With that in mind, we are introducing a new series, the Alamogordo Wine Chronicles. In this series we will teach, review and explore the world of wine.  Today's topic the  5 S’s of Wine Tasting...

See - The color of the wine can be a good indicator of its variety, whether it was aged in oak, and the concentration and body of the wine. We are primarily looking for clarity, intensity and color.

Smell - When you smell a wine, you are trying to detect the different notes that make up the aroma, but you first need to check if the wine has a fault or has any off aromas. There are three main types of smells that you will smell in wine: primary aromas, secondary aromas and tertiary aromas.

Primary aromas are the smells that you will smell in the grape itself and from the primary fermentation. These include fruity smells like strawberry, apple, as well as floral scents like rose and honeysuckle.

Secondary aromas are those originating from the post-fermentation wine making process, such as from the yeast or oak and include the aroma of brioche or vanilla.

Tertiary aromas are the smells that you will detect in the wine after maturation. These include earthy smells like mushroom and tobacco, as well as fruit development smells, like fig and exotic spice, like cinnamon.

Swirl - the art of the swirl. Swirling the wine is important because it allows you to smell the aromas more accurately. When you swirl the wine, it causes the surface of the wine to move.

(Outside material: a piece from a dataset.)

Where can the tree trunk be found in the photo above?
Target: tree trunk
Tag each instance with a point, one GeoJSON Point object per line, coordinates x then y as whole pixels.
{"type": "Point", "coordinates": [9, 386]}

This movement creates tiny bubbles that release the aromas and flavors of the wine. The more you swirl the wine, the more aromas and flavors will be released. This way, you can smell all the different aromas that make up a particular vintage of a Pinot Noir or a Merlot, for example.The easiest way to swirl is to leave the glass on the table and move it in a steady circular motion.

Sip - When you sip the wine, you are allowing it to coat your entire tongue and palate and to expose your taste buds and mouth to all the nuances of flavor and texture. You can also evaluate the wine’s body, acidity, sweetness and tannins and whether it is in balance. By sipping the wine, you can determine the mouthfeel of the wine, as well as whether or not you like it.

It is also important to note the texture of the wine. Is it light and refreshing, or is it heavy and full-bodied?

You are looking for an alcohol taste or sensation (the back or your mouth will feel warm) and how long it lingers in your mouth and throat. This can be short, medium or long. Believe it or not, some wines linger for over a minute. This is called the finish.

Savor - When you savour the wine, you are giving it time to digest. This allows you to taste the flavours and aromas more distinctly. You can take the time to assess the wine’s qualities and maybe take a guess on its provenance from all the sensations you have identified.

When you take the five s’s of wine tasting into account, you will have a much better understanding of what you’re tasting. We hope you enjoyed our first of many lessons! Now grab a bottle and let's savour the moment!